Not having /rewind is kind of a big deal for me. I'm going to keep using the desktop app and see how far I can get without it, but it needs to come back.

The dropdown menu for the commands they do include is actually nicer than the terminal, though. You can read the full description of each command without having to memorize them. That part is a genuine improvement.

The slash commands dropdown in Claude Code desktop

Transcript Output Levels

This was the feature that impressed me the most. The desktop app lets you control how much of Claude's internal process you can see. There are four levels: Normal, Thinking, Verbose, and Summary.

I immediately switched to Verbose. Here's why.

Transcript output level options: Normal, Thinking, Verbose, and Summary

When I first started using Claude Code, I was primarily working on CI/CD workflows. Watching Claude's tool calls and bash commands taught me more about scripting than I expected. The strategies it uses to gain context. How it navigates git history. How it uses git blame to understand why changes were made. The way it searches and reads code systematically. All of that is visible when you expand the output, and it genuinely made me a better engineer.

In the terminal, you can press Ctrl+O to see the expanded version of what Claude was thinking, but it's kind of buried. Having it as a proper UI toggle with clear labels is so much better. Verbose shows everything. Thinking shows just the reasoning without tool calls. Normal is your standard vibe-code experience. Summary gives you a high-level overview at the top of your session, which I don't really see myself using, but it's there.

Haiku in the Wild

This came directly from having Verbose transcription turned on. I watched Claude spin up a subagent, and right there in the output it said "Ran agent Haiku 4.5 Explore MCP server codebase."

Ran agent Haiku 4.5 Explore MCP server codebase

I've always known Claude uses smaller models for subagents. It usually doesn't make sense to spin up an Opus instance for a quick exploration task. I had assumed it was always using Sonnet, but seeing Haiku explicitly named was a first for me. In seven or eight months of daily Claude Code usage, I had never seen Haiku mentioned by name.

I appreciate the transparency. Knowing which model is doing what helps you understand where your tokens are going and why certain subagent responses might be less detailed than others. Building out subagent workflows is something I do a lot, so understanding how Claude itself delegates work is genuinely useful.

Queued Message Editing

This one goes in the wrong direction.
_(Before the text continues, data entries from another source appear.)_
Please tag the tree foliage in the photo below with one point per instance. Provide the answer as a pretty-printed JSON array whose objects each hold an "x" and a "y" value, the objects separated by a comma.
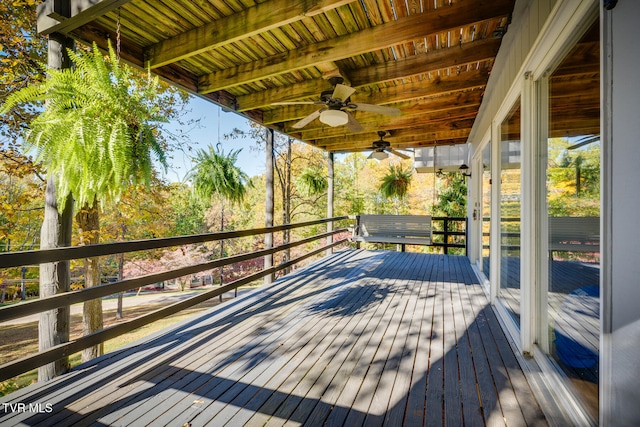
[
  {"x": 97, "y": 132},
  {"x": 452, "y": 199},
  {"x": 22, "y": 55}
]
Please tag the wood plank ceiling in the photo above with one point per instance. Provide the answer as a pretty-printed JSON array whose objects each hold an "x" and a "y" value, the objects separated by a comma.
[{"x": 429, "y": 58}]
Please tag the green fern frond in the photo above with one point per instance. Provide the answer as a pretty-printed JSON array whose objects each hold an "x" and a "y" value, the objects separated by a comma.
[{"x": 96, "y": 134}]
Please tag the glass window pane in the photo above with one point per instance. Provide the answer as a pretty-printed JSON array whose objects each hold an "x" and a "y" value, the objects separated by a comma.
[
  {"x": 486, "y": 210},
  {"x": 573, "y": 210},
  {"x": 510, "y": 195}
]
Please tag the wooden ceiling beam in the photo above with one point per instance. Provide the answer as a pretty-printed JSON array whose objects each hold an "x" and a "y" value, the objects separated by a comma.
[
  {"x": 458, "y": 55},
  {"x": 55, "y": 16},
  {"x": 247, "y": 23},
  {"x": 372, "y": 122},
  {"x": 411, "y": 93},
  {"x": 417, "y": 65},
  {"x": 408, "y": 137},
  {"x": 358, "y": 43}
]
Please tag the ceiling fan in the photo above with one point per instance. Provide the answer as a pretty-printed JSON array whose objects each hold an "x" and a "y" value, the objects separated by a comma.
[
  {"x": 337, "y": 107},
  {"x": 381, "y": 148}
]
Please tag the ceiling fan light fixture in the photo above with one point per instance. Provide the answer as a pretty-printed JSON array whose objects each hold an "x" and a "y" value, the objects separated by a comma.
[
  {"x": 334, "y": 117},
  {"x": 378, "y": 155}
]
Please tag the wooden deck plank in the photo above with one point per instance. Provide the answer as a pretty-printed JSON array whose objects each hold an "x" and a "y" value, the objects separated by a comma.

When Claude is in the middle of working and you want to steer it, you can queue up a message. Same as the terminal. But in the terminal, you can press up and edit that queued message before Claude processes it. Maybe you realize Claude is actually going down the right path and your correction isn't needed anymore. Maybe you want to rephrase. You just press up, make the change, and you're good.

In the desktop app, once a message is queued, it's locked in. You can't edit it. You can't remove it. It's just sitting there, waiting to fire, and you have no control over it.
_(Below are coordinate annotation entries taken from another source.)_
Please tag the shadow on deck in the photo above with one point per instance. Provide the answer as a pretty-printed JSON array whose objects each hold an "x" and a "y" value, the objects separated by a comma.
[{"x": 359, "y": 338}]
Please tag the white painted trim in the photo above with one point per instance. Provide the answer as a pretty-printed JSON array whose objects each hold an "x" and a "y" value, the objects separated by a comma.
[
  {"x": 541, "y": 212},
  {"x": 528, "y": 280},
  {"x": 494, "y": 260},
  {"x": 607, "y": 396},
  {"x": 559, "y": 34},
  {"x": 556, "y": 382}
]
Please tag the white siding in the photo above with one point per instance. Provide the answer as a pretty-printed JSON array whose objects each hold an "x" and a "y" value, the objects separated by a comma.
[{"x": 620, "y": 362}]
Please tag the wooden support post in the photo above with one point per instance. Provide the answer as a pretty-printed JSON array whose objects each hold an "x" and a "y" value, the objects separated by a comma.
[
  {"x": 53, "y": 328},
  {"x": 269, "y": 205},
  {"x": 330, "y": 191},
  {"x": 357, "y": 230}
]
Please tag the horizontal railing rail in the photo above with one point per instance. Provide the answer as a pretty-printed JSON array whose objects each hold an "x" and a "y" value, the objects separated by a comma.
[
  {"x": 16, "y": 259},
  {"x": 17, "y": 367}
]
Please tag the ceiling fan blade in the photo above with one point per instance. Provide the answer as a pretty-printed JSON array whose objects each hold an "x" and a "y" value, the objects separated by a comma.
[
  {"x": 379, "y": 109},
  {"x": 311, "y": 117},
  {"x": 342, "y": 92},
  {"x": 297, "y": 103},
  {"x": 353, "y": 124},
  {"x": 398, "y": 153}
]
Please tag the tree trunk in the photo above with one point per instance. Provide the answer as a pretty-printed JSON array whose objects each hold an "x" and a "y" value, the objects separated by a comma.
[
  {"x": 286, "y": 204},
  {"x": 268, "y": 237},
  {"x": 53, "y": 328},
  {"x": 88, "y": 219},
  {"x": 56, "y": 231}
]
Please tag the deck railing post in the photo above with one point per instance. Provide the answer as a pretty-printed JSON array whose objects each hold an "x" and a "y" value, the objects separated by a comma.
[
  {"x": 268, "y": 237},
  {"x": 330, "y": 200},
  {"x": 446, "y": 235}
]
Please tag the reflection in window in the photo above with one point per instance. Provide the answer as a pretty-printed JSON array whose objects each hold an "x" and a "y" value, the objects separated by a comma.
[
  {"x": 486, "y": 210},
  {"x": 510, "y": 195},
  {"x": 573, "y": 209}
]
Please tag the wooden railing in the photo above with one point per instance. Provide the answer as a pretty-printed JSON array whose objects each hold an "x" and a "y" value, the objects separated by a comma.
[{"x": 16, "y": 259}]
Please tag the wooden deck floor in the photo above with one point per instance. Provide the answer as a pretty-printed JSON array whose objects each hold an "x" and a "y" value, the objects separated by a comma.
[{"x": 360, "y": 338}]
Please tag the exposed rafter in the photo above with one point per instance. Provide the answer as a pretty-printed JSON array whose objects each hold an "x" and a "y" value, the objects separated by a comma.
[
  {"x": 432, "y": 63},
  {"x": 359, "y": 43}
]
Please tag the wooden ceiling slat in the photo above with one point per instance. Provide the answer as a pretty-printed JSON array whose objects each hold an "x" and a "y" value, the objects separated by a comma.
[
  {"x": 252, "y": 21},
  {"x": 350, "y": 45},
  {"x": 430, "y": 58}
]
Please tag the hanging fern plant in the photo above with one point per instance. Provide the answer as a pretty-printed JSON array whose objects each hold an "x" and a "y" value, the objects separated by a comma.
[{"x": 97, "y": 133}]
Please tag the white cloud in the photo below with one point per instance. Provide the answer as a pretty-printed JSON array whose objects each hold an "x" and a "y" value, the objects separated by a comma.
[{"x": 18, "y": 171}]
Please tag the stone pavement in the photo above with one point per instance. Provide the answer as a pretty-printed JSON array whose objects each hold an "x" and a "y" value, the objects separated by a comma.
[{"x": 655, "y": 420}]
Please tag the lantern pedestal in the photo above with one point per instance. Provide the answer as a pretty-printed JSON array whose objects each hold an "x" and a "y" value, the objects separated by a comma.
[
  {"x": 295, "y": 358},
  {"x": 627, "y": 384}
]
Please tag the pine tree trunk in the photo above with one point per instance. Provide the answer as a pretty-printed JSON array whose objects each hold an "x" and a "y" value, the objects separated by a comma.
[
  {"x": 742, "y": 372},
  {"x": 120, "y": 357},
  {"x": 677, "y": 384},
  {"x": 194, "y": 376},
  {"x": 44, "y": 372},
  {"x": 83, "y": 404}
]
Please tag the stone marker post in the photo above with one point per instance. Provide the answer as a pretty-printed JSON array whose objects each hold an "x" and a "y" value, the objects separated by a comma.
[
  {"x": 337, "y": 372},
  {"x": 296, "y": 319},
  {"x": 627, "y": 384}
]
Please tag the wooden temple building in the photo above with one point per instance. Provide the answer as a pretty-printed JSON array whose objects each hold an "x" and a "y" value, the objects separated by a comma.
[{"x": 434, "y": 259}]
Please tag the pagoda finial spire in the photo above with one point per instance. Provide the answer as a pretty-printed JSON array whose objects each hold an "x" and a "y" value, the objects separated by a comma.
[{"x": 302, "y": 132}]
This needs to get fixed. The whole point of queuing is that you're thinking ahead while Claude is working. Your thinking changes as you watch Claude's progress. If you can't update the queue to match your updated thinking, the feature loses a lot of its value.

Where I'm Landing

Overall, it's a solid improvement from the initial Claude Code desktop app. The rendering is better. The split screen layout is clean. The transcript output levels are a feature I didn't know I wanted until I had them. The model transparency is great.

If you're someone who's been wanting to try Claude Code but doesn't love the idea of living in the terminal, the desktop app is worth checking out. It makes the feature set way more discoverable and approachable.
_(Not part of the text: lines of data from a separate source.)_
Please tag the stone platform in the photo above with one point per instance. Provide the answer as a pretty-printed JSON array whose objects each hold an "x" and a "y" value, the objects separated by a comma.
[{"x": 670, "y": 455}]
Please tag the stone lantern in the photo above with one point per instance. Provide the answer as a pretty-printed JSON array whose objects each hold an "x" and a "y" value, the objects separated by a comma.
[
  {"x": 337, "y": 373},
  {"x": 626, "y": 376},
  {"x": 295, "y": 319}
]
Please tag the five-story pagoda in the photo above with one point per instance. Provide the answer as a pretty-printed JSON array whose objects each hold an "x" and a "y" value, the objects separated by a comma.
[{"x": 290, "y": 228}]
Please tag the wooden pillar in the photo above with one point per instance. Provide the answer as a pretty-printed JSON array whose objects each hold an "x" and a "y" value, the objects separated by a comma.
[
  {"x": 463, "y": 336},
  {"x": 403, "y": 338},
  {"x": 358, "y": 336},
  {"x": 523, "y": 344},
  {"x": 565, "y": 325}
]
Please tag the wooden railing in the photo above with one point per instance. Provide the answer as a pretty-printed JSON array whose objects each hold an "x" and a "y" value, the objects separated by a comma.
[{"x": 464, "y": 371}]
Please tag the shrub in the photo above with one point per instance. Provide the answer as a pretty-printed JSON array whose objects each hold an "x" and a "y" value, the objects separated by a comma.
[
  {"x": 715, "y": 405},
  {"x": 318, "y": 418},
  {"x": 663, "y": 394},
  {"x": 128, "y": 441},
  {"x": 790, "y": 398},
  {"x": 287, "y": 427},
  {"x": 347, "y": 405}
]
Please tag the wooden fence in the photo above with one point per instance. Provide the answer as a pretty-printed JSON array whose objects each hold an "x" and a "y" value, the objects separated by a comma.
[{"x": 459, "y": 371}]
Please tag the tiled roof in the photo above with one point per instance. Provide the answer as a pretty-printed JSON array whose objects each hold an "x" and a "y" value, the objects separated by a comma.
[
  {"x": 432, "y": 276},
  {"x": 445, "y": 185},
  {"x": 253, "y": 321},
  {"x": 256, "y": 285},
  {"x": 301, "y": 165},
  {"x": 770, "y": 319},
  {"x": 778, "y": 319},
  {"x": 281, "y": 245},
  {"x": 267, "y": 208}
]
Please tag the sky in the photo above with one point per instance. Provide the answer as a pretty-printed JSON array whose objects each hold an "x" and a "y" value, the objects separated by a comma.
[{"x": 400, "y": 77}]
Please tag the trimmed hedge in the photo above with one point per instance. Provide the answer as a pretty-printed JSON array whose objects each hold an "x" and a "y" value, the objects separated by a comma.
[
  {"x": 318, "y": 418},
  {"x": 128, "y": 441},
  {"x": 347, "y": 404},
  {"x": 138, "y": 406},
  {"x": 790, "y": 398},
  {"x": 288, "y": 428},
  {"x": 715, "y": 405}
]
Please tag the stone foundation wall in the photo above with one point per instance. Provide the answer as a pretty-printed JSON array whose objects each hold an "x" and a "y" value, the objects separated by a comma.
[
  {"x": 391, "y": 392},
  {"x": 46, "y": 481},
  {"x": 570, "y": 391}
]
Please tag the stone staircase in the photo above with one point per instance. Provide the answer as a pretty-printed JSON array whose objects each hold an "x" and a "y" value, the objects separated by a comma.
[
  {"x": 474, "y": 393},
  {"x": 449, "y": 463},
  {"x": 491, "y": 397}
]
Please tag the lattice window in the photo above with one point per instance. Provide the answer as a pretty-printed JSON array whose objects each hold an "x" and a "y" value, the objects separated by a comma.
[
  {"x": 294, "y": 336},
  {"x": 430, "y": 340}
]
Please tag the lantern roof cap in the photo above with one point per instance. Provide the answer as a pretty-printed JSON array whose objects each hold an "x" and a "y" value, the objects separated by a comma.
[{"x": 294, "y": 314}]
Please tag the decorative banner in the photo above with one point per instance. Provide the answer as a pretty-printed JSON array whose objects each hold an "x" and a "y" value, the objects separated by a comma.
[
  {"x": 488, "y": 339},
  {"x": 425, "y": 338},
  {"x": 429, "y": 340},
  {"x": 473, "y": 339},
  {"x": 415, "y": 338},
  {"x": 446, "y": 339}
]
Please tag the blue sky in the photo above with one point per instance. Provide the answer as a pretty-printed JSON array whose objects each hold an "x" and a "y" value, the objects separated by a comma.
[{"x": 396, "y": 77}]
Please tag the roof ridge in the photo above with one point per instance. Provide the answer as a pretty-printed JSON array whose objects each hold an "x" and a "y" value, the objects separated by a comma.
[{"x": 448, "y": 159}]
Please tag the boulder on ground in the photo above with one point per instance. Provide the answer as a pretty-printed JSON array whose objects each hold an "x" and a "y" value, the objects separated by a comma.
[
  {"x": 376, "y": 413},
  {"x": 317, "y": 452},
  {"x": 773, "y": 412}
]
For me, the terminal is still going to be my primary for now. Not having /rewind is a real problem for how I work. The bash-on-first-prompt limitation and the queued message thing are friction I don't have in the terminal. But I'm going to keep using the desktop app alongside my terminal sessions and see how it evolves. Things are only going to get better with this stuff. I assume most of my gripes will go away relatively soon.

I'll report back if anybody even cares.